Almost everyone describes the 17-year-old Adnan the same way: good kid, helpful at the mosque, respectful to his elders. But a couple of months ago, Sarah started getting phone calls from people who knew Adnan back then, and told her stories of a different kind of boy.
Adnan’s trial lawyer was M. Cristina Gutierrez, a renowned defense attorney in Maryland – tough and savvy and smart. Other lawyers said she was exactly the kind of person you’d want defending you on a first-degree murder charge. But Adnan was convicted, and a year later, Gutierrez was disbarred. What happened?
New information is coming in about what maybe didn’t happen on January 13, 1999. And while Adnan’s memory of that day is foggy at best, he does remember what happened next: being questioned, being arrested and, a little more than a year later, being sentenced to life in prison.
The state’s case against Adnan Syed hinged on Jay’s credibility; he was their star witness and also, because of his changing statements to police, their chief liability. Naturally, Adnan’s lawyer tried hard to make Jay look untrustworthy at trial. So, how did the jurors make sense of Jay? For that matter, how did the cops make sense of Jay? How are we supposed to make sense of Jay?
Adnan told Sarah about a case in Virginia that had striking similarities to his own: one key witness, incriminating cell phone records, young people, drugs - and a defendant who has always maintained his innocence. Sarah called up one of the defense attorneys on that case to see if she could offer any insight into Adnan’s case, and got much more than she bargained for.
The physical evidence against Adnan Syed was scant - a few underwhelming fingerprints.
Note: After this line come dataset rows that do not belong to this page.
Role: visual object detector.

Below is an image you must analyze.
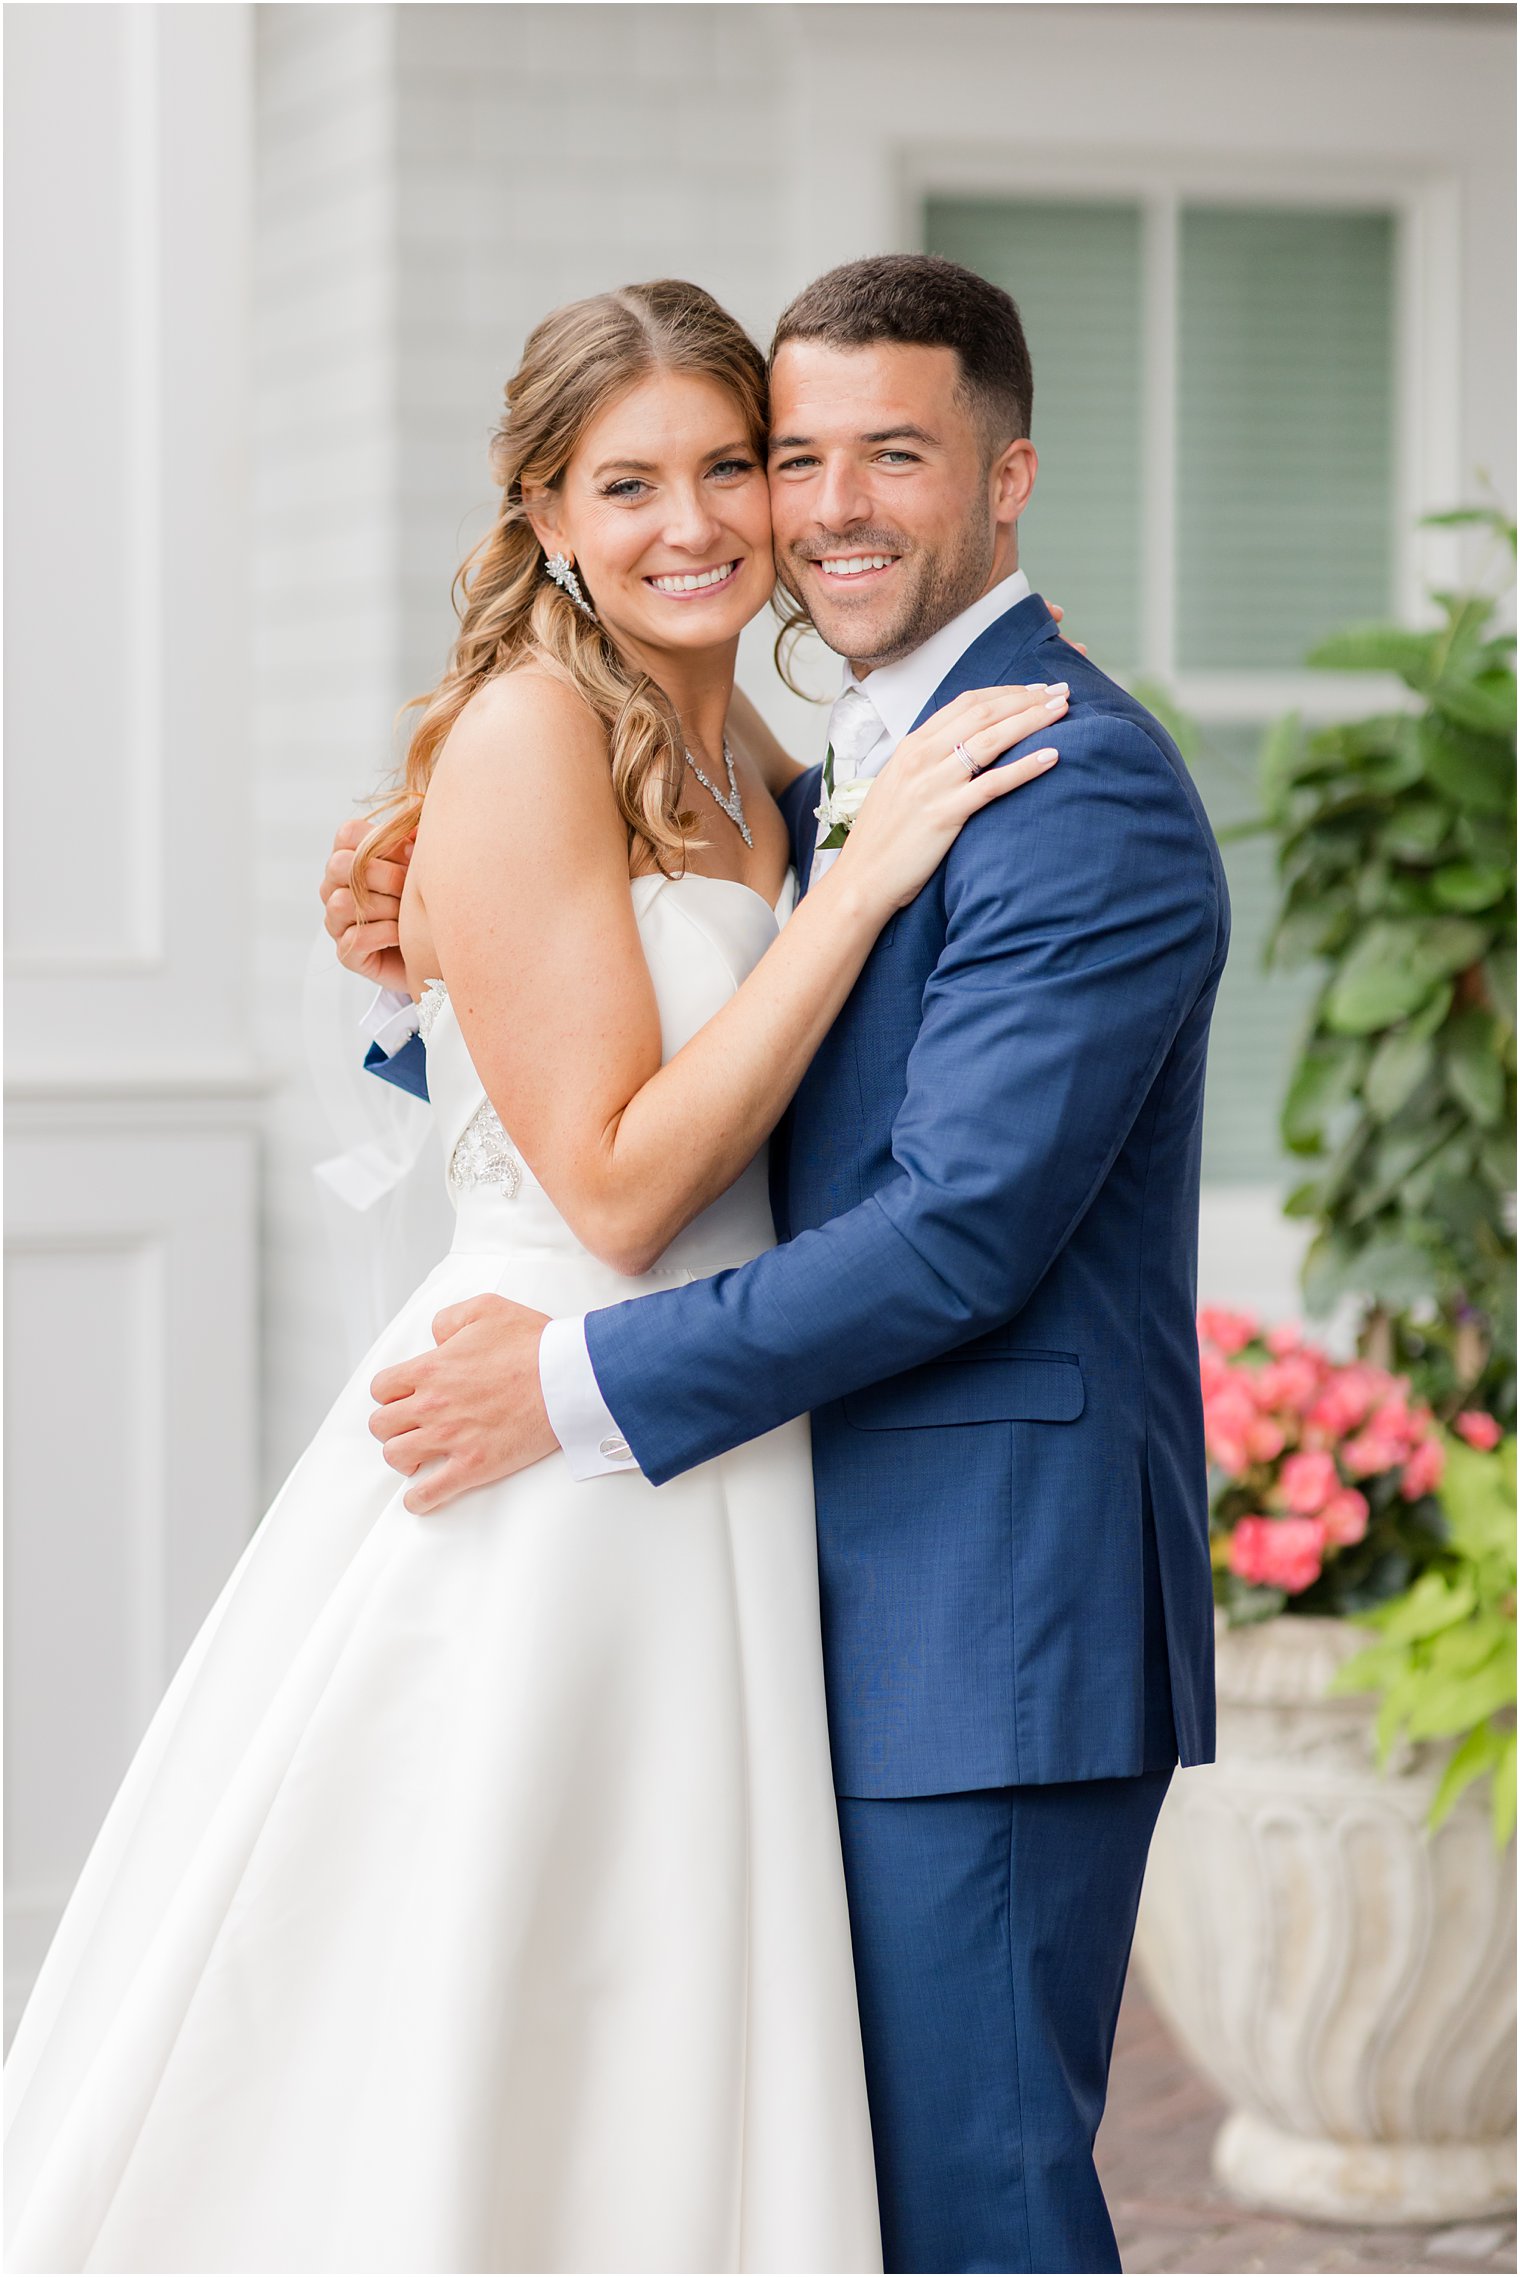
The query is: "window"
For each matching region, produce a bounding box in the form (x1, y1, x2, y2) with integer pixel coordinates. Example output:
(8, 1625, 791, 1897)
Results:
(1176, 207, 1396, 671)
(925, 192, 1401, 1182)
So aside from cell records, what did the prosecutors bring to the jury, to shore up Jay's testimony? Sarah weighs all the other circumstantial evidence they had against Adnan, including curious behavior, a disconcerting note, and an unexplained mid-afternoon phone call.
Adnan once issued a challenge to Sarah. He told her to test the state’s timeline of the murder by driving from Woodlawn High School to Best Buy in 21 minutes. It can’t be done, he said. So Sarah and Dana take up the challenge, and raise him one: They try to recreate the entire route that Jay said he and Adnan took on January 13th, 1999.
A few days after Hae’s body is found, the detectives get a lead that opens the case up for them. They find Jay at work late one night and bring him down to Homicide. At first, he insists he doesn’t know anything about the murder. But eventually he comes clean. He tells them what happened on January 13th. A few weeks later, he’s back at Homicide and his story has changed. In some ways, these changes are small and understandable. In other ways, they’re big and confounding.
It’s February 9, 1999. Hae has been missing for three weeks. A man on his lunch break pulls off a road to pee, and stumbles on her body in a city forest. His odd recounting of the discovery makes Detectives Ritz and MacGillivary suspicious. For instance, why did he walk so far into the woods - 127 feet - to relieve himself? And that’s just the start. A look into the man’s past reveals some bizarre behavior.